The gear is about 85 feet down, so I don't think that even a diver could get to it. I bet its down there for good  I took a walk across the dam one more time to make sure that nothing else drifted up to shore. Found nothing. Still pissed about my tackle box. I had over $100 worth of spinning and trolling tackle in it. My wife was fishing the Ugly Stik. She hanged on to that rod the entire time. So we got the good rod back thanks to her. So, sounds like I will need to start a new box from scratch and buy another rod. I wish that I could have gone koke fishing with those Curly's Lures before they went to the bottom. They looked like really good lures. This was the one time that I wish I would not have hooked a fish.


----------



## percheye (Jan 15, 2008)

Glad to hear you are all right. I had the same thing happen to me up on Smith and Morehouse. It was the middle of may and the water was very cold. I lost a tackle box, fishing pole and some new sunglasses.


----------



## k2muskie (Oct 6, 2007)

orvis1 said:


> Sounds like time for a bigger boat! Good to hear everyone is o.k. gear can be replaced people cant...
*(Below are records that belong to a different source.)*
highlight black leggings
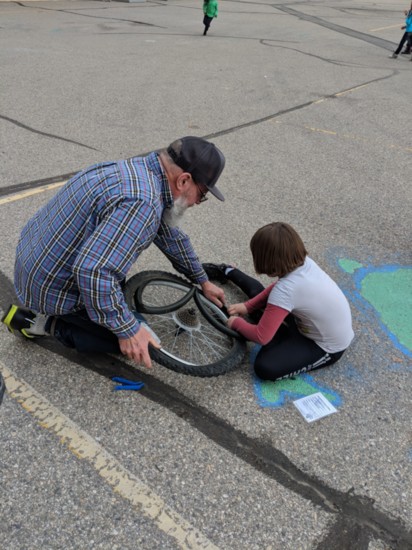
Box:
[227,269,345,380]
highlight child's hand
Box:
[226,316,237,328]
[227,303,247,317]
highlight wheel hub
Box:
[173,307,200,330]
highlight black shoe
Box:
[202,264,230,283]
[1,305,36,338]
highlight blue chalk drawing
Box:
[250,344,342,408]
[250,256,412,408]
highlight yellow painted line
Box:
[0,181,66,205]
[0,361,218,550]
[369,23,400,32]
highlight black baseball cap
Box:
[167,136,225,201]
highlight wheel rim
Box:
[129,279,238,366]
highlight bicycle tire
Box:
[195,289,242,339]
[124,271,246,377]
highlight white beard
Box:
[163,196,188,227]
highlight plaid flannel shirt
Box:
[15,153,207,338]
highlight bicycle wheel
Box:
[125,271,246,377]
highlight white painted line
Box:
[0,361,218,550]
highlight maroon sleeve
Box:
[231,304,289,346]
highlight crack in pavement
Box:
[15,2,167,29]
[0,73,396,196]
[0,115,101,153]
[0,271,412,550]
[271,4,394,51]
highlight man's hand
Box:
[119,326,160,369]
[200,281,226,307]
[227,303,247,317]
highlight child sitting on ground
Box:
[204,222,354,380]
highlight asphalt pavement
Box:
[0,0,412,550]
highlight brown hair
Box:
[250,222,308,277]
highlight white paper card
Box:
[293,392,338,422]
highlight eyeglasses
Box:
[193,180,209,202]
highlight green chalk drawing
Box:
[250,344,342,408]
[361,268,412,350]
[338,258,412,356]
[338,258,362,274]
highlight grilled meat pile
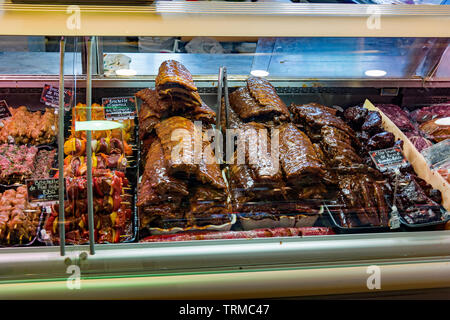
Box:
[225,77,327,220]
[0,144,56,184]
[136,60,230,234]
[0,106,58,145]
[290,103,393,227]
[136,60,216,141]
[0,186,41,245]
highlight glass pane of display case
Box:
[103,37,448,79]
[0,36,82,75]
[0,33,450,290]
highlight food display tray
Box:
[0,202,45,248]
[0,144,58,188]
[324,203,390,233]
[400,206,450,230]
[235,203,324,230]
[37,111,140,246]
[147,214,236,235]
[364,100,450,211]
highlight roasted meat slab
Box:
[186,186,230,226]
[155,60,202,107]
[247,77,289,120]
[156,117,226,189]
[0,106,58,145]
[0,186,41,245]
[279,123,325,184]
[137,139,189,206]
[289,103,355,141]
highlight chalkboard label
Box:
[0,100,11,119]
[370,146,406,170]
[41,84,73,108]
[102,97,137,120]
[26,179,63,202]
+1...Pavlik sure glad everyone was okay and I bet that was one scary experience. :shock:

We know how winds can be and having a larger deep V fish'n boat is priceless IMHO especially on very windy days including large waves from rec boaters.

We can attest first hand to large rec boaters waves especially when we were fishing at Powell in the various canyons when triple decker cruisers screamed by you wide open. :shock: Dumped water over the kicker motor killing it and put water past the back splash up into the boat. I about crapolaed as we were in 175' feet of water and no were to go. -)O(- That will really make one pucker!!!!
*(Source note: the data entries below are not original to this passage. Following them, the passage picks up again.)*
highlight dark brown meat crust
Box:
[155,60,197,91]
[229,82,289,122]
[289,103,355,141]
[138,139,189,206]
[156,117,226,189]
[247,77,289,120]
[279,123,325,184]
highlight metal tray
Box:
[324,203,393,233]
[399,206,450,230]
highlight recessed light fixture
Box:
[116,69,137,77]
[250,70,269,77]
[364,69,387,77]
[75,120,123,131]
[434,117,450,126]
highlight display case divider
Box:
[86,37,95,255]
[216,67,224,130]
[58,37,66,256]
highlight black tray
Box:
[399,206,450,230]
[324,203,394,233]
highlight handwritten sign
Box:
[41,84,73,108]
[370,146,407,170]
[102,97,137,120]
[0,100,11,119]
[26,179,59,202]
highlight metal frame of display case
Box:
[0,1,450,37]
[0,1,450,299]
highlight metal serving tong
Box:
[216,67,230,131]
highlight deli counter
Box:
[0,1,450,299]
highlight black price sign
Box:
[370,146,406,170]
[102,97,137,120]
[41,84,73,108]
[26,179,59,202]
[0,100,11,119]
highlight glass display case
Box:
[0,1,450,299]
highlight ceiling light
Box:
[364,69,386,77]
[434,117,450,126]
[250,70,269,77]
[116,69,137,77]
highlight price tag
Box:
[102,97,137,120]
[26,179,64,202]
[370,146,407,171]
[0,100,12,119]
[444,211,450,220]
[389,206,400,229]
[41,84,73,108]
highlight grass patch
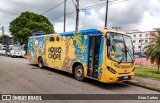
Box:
[135,66,160,80]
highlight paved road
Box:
[0,56,160,103]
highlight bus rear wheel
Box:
[74,65,84,81]
[38,58,44,69]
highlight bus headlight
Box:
[107,66,117,74]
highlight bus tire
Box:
[38,57,44,69]
[74,65,84,81]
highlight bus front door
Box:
[87,36,101,78]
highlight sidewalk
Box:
[127,76,160,92]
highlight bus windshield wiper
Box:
[123,36,134,64]
[118,56,124,64]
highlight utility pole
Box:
[75,0,79,31]
[99,0,108,28]
[63,0,67,32]
[104,0,108,28]
[2,26,4,35]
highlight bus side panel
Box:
[46,33,88,74]
[71,33,89,76]
[98,36,105,80]
[27,35,50,65]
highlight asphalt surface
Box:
[0,56,160,103]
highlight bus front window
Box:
[107,32,134,63]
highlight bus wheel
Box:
[38,58,44,69]
[74,65,84,81]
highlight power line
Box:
[52,0,128,20]
[41,0,66,15]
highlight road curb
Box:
[126,81,160,92]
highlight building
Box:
[127,29,156,55]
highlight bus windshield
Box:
[107,32,134,63]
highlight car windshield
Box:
[107,32,134,63]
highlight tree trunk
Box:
[158,61,160,73]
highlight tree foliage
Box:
[144,29,160,72]
[9,12,54,44]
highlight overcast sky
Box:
[0,0,160,35]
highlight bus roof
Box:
[30,28,125,38]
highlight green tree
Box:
[9,12,54,44]
[144,29,160,72]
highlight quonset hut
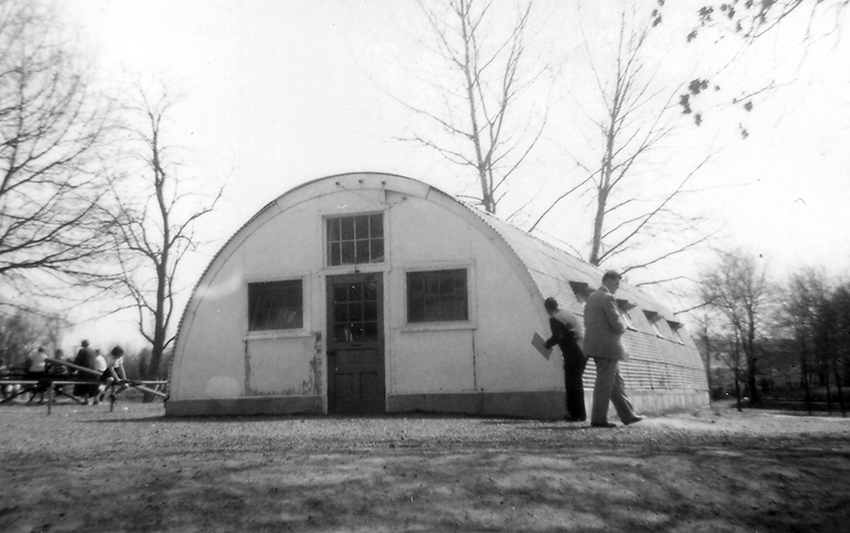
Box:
[166,173,708,419]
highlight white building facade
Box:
[166,173,708,419]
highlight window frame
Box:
[667,320,685,346]
[322,211,389,269]
[404,268,469,326]
[617,300,638,331]
[396,261,478,333]
[643,309,667,339]
[244,276,310,339]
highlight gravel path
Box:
[0,402,850,533]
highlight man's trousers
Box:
[590,357,637,424]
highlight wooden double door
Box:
[327,274,386,414]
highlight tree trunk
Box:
[832,357,847,417]
[735,368,744,413]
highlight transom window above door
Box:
[327,213,384,266]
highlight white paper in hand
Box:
[531,331,552,359]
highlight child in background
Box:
[100,346,128,402]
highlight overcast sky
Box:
[62,0,850,350]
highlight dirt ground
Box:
[0,402,850,533]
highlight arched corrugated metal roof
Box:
[467,202,676,322]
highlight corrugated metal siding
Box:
[471,208,708,391]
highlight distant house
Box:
[166,173,708,419]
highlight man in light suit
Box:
[584,270,643,428]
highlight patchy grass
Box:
[0,402,850,533]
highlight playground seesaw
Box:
[0,358,168,415]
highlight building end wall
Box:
[165,396,325,417]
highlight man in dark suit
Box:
[543,297,587,422]
[584,270,643,428]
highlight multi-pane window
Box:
[643,311,664,339]
[570,281,593,305]
[617,300,637,331]
[667,321,685,344]
[327,213,384,266]
[248,279,304,331]
[333,281,379,342]
[407,269,469,323]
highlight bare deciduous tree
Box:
[701,250,772,403]
[401,0,546,213]
[688,0,850,41]
[529,4,710,278]
[782,269,827,413]
[107,85,223,386]
[0,0,109,304]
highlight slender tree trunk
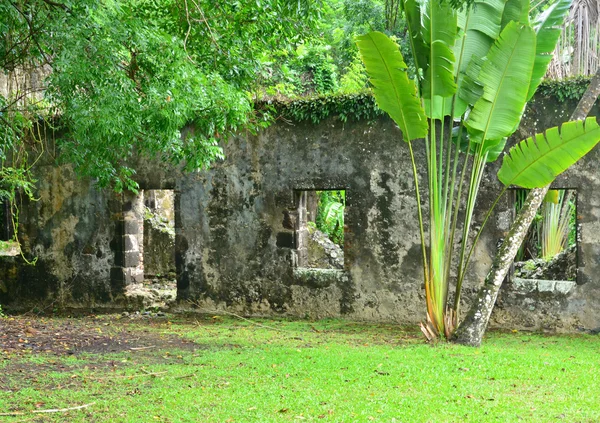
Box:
[452,68,600,347]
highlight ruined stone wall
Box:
[0,99,600,330]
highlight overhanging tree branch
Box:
[453,68,600,347]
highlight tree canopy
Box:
[0,0,320,190]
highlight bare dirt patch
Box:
[0,316,206,356]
Another time as a kid with Grandpa fish'n in Canada had the livins scared out of me when the winds kicked up. Grandpa found a cove/bay and we waited the wind out. To this day I still believe the waves were 4-6 feet on that lake...never again will I own a smaller fish'n boat.

You may not be able to get to all your favorite fish'n waters because one has a larger boat but that is just fine by us. So having a larger fish'n boat with creature comforts is nice...but the safety piece of mind is key for us.

Just glad all made it safe and I agree fish'n do dads can be replaced a life can't. :wink: :wink:


----------



## Huge29 (Sep 17, 2007)

Mean depth appears to be 46', max of 102', I would think that it would be shallower right at the dam??? http://www.waterquality.utah.gov/waters ... LLSITE.pdf Not that it matters, anyting >20' would be very tough.


----------



## BIG DADDY (Sep 16, 2007)

Thank god you are all right. I had a cousin spend the night in Strawberry hanging on to a 14' aluminum boat.  He and his parents survived.


----------